The Israeli Supreme Court ruled yesterday that Israel’s Education Ministry can no can no longer transfer funds to yeshivas for students aged 18-20 if the students are eligible for IDF service but fail to enlist.

The ruling came in response to agitation by the anti-Haredi organization Hiddush, who wants Haredi men drafted immediately rather than allowing the Knesset time to craft new legislation. And naturally, they’re rejoicing over the win:

“The Supreme Court has made it clear to the Knesset that even its patience has a limit, and it will no longer allow hundreds of millions of shekels to flow to yeshivas in violation of the law,” declared Uri Regev, head of the Hiddush organization for religious freedom and former head of the Reform movement in Israel.

“Ever since the cancellation of the Tal Law one and a half years ago the state has been violating the law by not enlisting yeshiva students,” he explained, adding, “The government adds insult to injury by funding them.”

Well, perhaps. But on the other hand, a number of Haredi leaders have warned that the majority of their yeshiva students will go to jail rather than join the army. Which of course, helps no one and merely contributes to the climate of baseless hatred I wrote about on these pages previously that is the real danger to Israel.

Forcing conscription is no way to build an effective army and it does not serve Israel’s interests. And the justifiable resentment incurred by those whose children risk their lives while others are free to choose not to is also not healthy for society.

There’s a better way… and the first thing it calls for is an end to the fanning of the flames by people like Hiddush and their attempts to force matters and by the Haredi leaders insisting that their students won’t serve.

According to what I’ve observed, the Haredim’s opposition to military service is based on two things. First, the feeling that Torah study, prayer, scholarship and strict observance incur blessings for the state and are just as necessary as picking up a rifle to defend it. And second, that young men from the yeshiva environment who enlist are tossed into a secular environment they’re not prepared for, where their religious sensibilities are neither respected nor honored.

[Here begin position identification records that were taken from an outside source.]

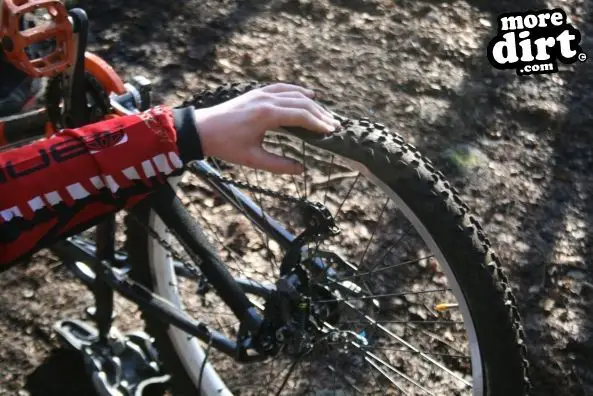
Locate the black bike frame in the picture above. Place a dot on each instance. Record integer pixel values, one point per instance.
(94, 264)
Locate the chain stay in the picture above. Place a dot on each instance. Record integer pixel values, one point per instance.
(250, 187)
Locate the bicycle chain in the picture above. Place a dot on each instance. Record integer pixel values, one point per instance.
(227, 180)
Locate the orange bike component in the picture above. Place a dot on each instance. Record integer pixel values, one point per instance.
(104, 74)
(15, 40)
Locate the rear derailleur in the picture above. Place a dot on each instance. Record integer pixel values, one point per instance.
(291, 319)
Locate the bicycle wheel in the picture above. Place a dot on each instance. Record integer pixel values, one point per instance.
(411, 299)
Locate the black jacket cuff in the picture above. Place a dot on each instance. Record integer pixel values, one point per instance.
(188, 138)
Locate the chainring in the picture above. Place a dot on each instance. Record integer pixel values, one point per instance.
(99, 107)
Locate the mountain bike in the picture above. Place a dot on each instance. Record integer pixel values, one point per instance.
(365, 275)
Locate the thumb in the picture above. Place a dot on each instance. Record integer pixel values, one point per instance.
(265, 160)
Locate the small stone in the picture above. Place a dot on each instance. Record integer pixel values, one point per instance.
(548, 304)
(485, 22)
(534, 289)
(576, 275)
(521, 247)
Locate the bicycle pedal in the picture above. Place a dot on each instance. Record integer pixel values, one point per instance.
(124, 365)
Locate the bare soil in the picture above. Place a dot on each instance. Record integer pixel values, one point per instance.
(518, 148)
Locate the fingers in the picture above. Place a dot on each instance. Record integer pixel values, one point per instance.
(299, 117)
(309, 105)
(282, 87)
(267, 161)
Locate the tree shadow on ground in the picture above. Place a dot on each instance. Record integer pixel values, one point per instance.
(130, 31)
(62, 373)
(568, 193)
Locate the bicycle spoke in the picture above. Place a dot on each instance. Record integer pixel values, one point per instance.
(366, 249)
(358, 275)
(347, 195)
(407, 344)
(328, 178)
(376, 296)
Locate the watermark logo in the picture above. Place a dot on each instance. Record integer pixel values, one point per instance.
(534, 42)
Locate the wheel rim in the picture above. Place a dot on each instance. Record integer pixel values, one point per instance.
(166, 286)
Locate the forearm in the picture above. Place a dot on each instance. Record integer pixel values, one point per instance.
(52, 186)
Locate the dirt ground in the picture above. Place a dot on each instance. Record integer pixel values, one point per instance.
(518, 148)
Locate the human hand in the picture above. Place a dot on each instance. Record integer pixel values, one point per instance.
(234, 131)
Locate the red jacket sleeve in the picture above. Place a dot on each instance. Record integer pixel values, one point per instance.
(55, 185)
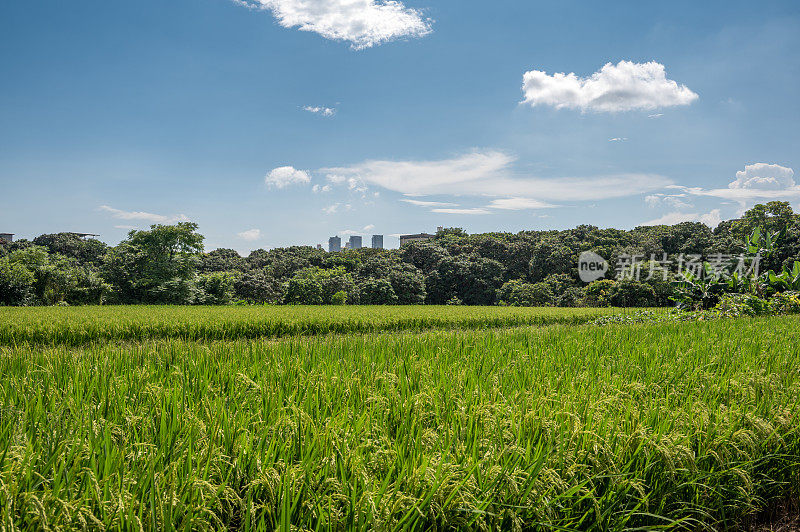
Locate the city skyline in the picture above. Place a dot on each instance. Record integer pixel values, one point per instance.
(375, 118)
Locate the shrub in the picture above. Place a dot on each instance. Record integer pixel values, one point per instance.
(303, 292)
(216, 288)
(519, 294)
(377, 292)
(598, 293)
(572, 297)
(339, 298)
(736, 305)
(632, 293)
(785, 303)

The solution is simple provided it is implemented with common sense and an absence of the kind of bile that’s been exhibited so far.

A meeting between the Haredi leaders and the government needs to be held forthwith. If I were Israel’s Prime Minister, it would be on my calender as soon as I could schedule it. Since the latest Court decision is a good example of which way the wind is blowing, it should be obvious to all parties that a fix that works for Israel’s benefit needs to be crafted, and quickly.

The solution? A negotiated amount of exemptions for Torah study and the formation of all Haredi units to reassure the Haredim that enlistment in the IDF is an honor, not a burden. And a guarantee that these units will be a place where their religious sensibilities will be respected. After all, Torah study and observance need not be curtailed merely because one is now a member of the Tzahal:

The idea of religiously motivated warriors is by no means a new one.The Haredim have their part to play in this, and it will be to their benefit and Israel’s to make accommodations to allow them to do so.